Stachelzellkrebs (Plattenepithelkarzinom): Anzeichen, Abklärung und Behandlung

Eine raue, schuppige Stelle, die einfach nicht abheilen will – solche Hautveränderungen können harmlos sein, manchmal stecken aber ernstere Ursachen dahinter. Der Stachelzellkrebs gehört zum sogenannten weissen Hautkrebs und ist in der Schweiz weit verbreitet. Die gute Nachricht: Früh erkannt, ist er meist gut behandelbar. In diesem Ratgeber erfährst du, was Stachelzellkrebs ist, woran du Anzeichen erkennst, wann eine ärztliche Abklärung sinnvoll ist und welche Behandlungs- und Vorbeugemöglichkeiten es gibt.

Was ist Stachelzellkrebs?

Stachelzellkrebs ist eine bösartige Hautveränderung, die in den oberen Schichten der Haut entsteht und in der Fachsprache Plattenepithelkarzinom genannt wird. Weitere gebräuchliche Bezeichnungen sind Spinaliom oder spinozelluläres Karzinom. Das Plattenepithelkarzinom ist nach dem Basalzellkarzinom die zweithäufigste Art von Hautkrebs und entwickelt sich gewöhnlich an Hautstellen, die der Sonne ausgesetzt sind, kann aber überall auf der Haut oder im Mund wachsen [3].
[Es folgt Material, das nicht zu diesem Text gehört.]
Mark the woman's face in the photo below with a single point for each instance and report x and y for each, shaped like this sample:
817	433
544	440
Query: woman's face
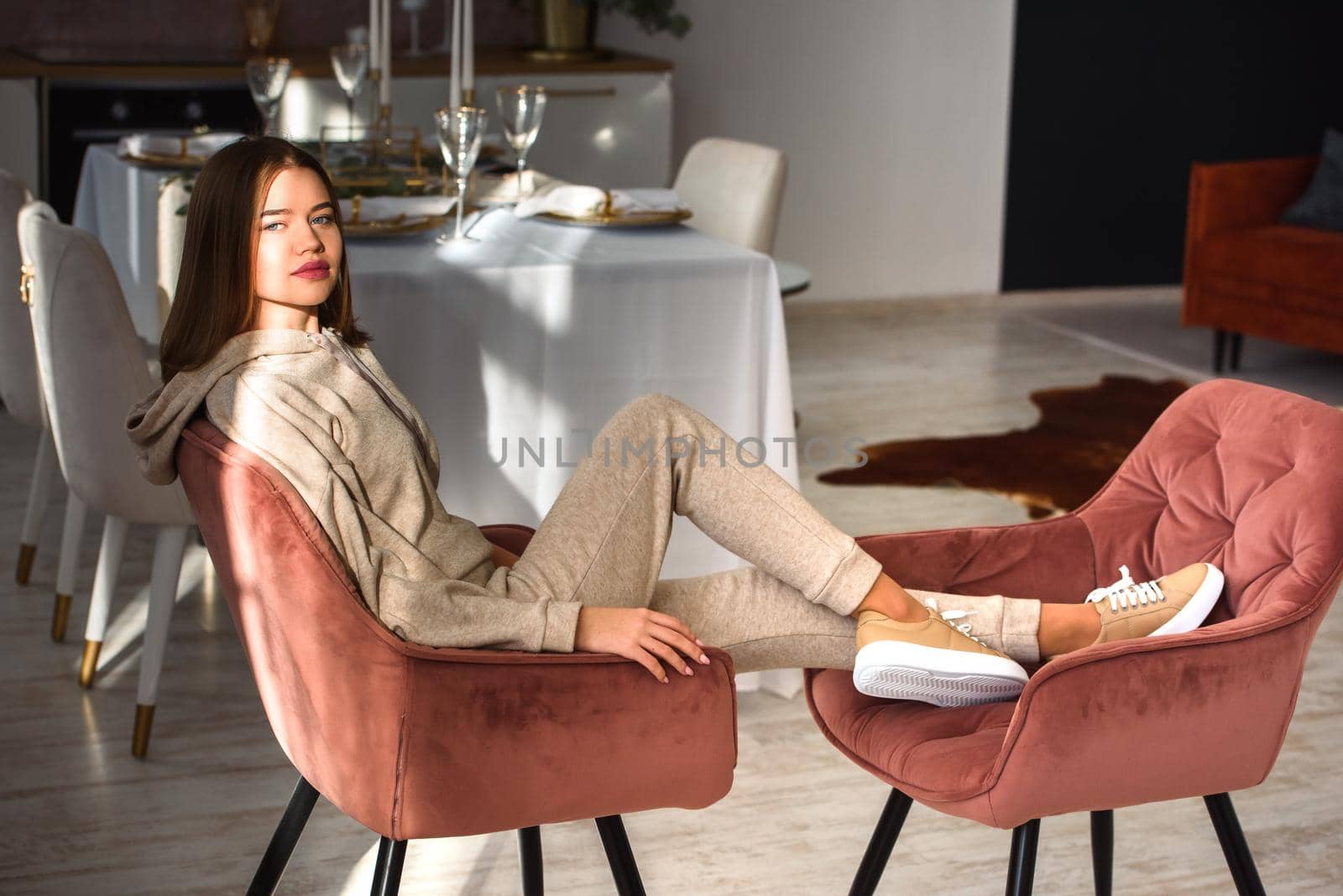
299	251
Gemeinsam mit dem Basalzellkarzinom (Basaliom) und Krebsvorstufen wie der aktinischen Keratose zählt das Spinaliom zum «weissen» oder «hellen» Hautkrebs. Davon abzugrenzen ist der schwarze Hautkrebs, das Melanom [1]. Plattenepithelzellen, auch Keratinozyten genannt, sind wichtige strukturgebende Zellen der äusseren Hautschicht; beim Plattenepithelkarzinom handelt es sich um eine Krebserkrankung dieser Zellen [3]. Hauptauslöser ist über viele Jahre einwirkende UV-Strahlung, die das Erbgut der Hautzellen schädigt [2][6].

Gut zu wissen: Wer beruflich viel im Freien arbeitet, kann weissen Hautkrebs unter bestimmten Voraussetzungen in der Schweiz als Berufskrankheit anerkennen lassen [7]. Konsequenter UV-Schutz am Arbeitsplatz ist deshalb auch aus arbeitsmedizinischer Sicht relevant.

Wie sieht Stachelzellkrebs aus?

Stachelzellkrebs zeigt sich meist als raue, schuppige oder verkrustete Stelle, die nicht abheilt und manchmal blutet. Das Spinaliom erscheint zunächst als schuppige, leicht krustig belegte Hautveränderung oder als derbes kleines Knötchen; es können sich Verhornungen bilden, die sich schwer entfernen lassen und darunter leicht zu bluten beginnen [6].

Ein Plattenepithelkarzinom entsteht bevorzugt an sonnenexponierten Stellen wie Gesicht, Hals, Ohren oder Handrücken [6]. Es kann aber auch an den Lippen oder – bei wenig Haar – auf der Kopfhaut auftreten. Die Symptome sind anfangs oft unauffällig und unterscheiden sich je nach Lokalisation; Plattenepithelkarzinome sind meist schmerzlos und fühlen sich hart an [3]. Schmerzen treten in der Regel erst auf, wenn die Stelle verletzt ist oder fortgeschritten ist.

Was ist die aktinische Keratose als Vorstufe?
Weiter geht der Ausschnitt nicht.